La mia posizione, in quanto scrittore e traduttore professionista, è analoga a quella di Poole. La mia attività di libero professionista ha alcuni vantaggi rispetto a quella del lavoratore dipendente: se non altro sono io a decidere quando, come, dove e per quanto lavorare. Rovescio della medaglia: se manca una personale disciplina oraria, si può finire facilmente lavorando più ore per guadagnare comunque meno del previsto.

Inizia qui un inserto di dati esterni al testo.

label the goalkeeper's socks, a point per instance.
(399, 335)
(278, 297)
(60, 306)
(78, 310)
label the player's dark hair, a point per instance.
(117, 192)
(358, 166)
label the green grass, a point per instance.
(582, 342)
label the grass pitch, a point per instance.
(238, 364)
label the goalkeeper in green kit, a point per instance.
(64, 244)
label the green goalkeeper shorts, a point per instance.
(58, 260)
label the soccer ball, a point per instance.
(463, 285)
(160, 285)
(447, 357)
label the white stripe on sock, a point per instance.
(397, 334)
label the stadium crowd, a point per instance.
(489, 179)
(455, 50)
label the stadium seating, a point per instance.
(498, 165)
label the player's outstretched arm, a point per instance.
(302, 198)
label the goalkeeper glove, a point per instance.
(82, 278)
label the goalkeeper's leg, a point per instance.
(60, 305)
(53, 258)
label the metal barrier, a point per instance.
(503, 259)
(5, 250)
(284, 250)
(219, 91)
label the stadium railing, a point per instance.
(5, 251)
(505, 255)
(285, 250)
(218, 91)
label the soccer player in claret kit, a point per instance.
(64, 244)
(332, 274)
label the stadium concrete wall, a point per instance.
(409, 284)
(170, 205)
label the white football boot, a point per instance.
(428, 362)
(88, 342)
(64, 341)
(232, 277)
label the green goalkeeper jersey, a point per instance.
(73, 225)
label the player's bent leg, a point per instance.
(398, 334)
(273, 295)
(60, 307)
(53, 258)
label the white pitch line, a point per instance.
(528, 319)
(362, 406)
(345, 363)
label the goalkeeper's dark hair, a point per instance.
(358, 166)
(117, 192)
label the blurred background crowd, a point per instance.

Ma quel che è veramente frustrante è il far capire alla clientela che io faccio questo lavoro per vivere, e che non sono un ricco figlio di papà che scrive articoli e si imbarca in progetti di traduzione per non annoiarsi durante le lunghe ore della giornata. Quel che è frustrante, nella situazione odierna, è far capire che otto/dieci ore passate davanti a uno schermo a tradurre pagine e pagine di un libro sulla programmazione hanno la stessa dignità di otto/dieci ore passate in fabbrica sui torni. Uno è un lavoro mentale, l’altro fisico, ma è sempre lavoro, e se fatto con qualità deve essere pagato di conseguenza.

Oggi invece in qualsiasi proposta di progetto o collaborazione, che il cliente sia vecchio o nuovo, l’andazzo non varia: “ho bisogno il lavoro con urgenza” da una parte, e “il preventivo è troppo alto; possiamo scendere un po’?” dall’altra. E si avverte sempre quel vago sentore che il cliente ti consideri come qualcuno che, standosene seduto al computer tutto il giorno, non fa un ‘lavoro vero’. Perché quindi pagarlo come se fosse un ‘lavoratore vero’? O, in alternativa, perché pagarlo in maniera sollecita, alla consegna del lavoro, o — orrore — anticipargli una quota? Esistono categorie professionali in cui il lavoratore autonomo si fa pagare anche il preventivo. Le consulenze si pagano. Le uscite si pagano. Il disturbo si paga. La mia professionalità (mi scuso dell’ennesimo abuso del termine), che per me significa mettere le mie conoscenze e la mia esperienza a frutto in un certo progetto e/o collaborazione, si paga. Seguendo la logica di molti clienti che ho incontrato sulla mia strada (non tutti, ci sono sempre le belle eccezioni), io dovrei letteralmente regalare ore di lavoro, perché tutti vogliono il progetto pronto per lunedì, tutti esigono priorità assoluta e tutti vogliono pagare poco.

Come Poole esorta i sostenitori della ‘libera distribuzione delle idee’ a elaborare una proposta realistica che risolva il problema di come lui possa continuare a vivere mentre regala i frutti del suo lavoro a destra e a manca, io esorterei queste persone a fare lo stesso.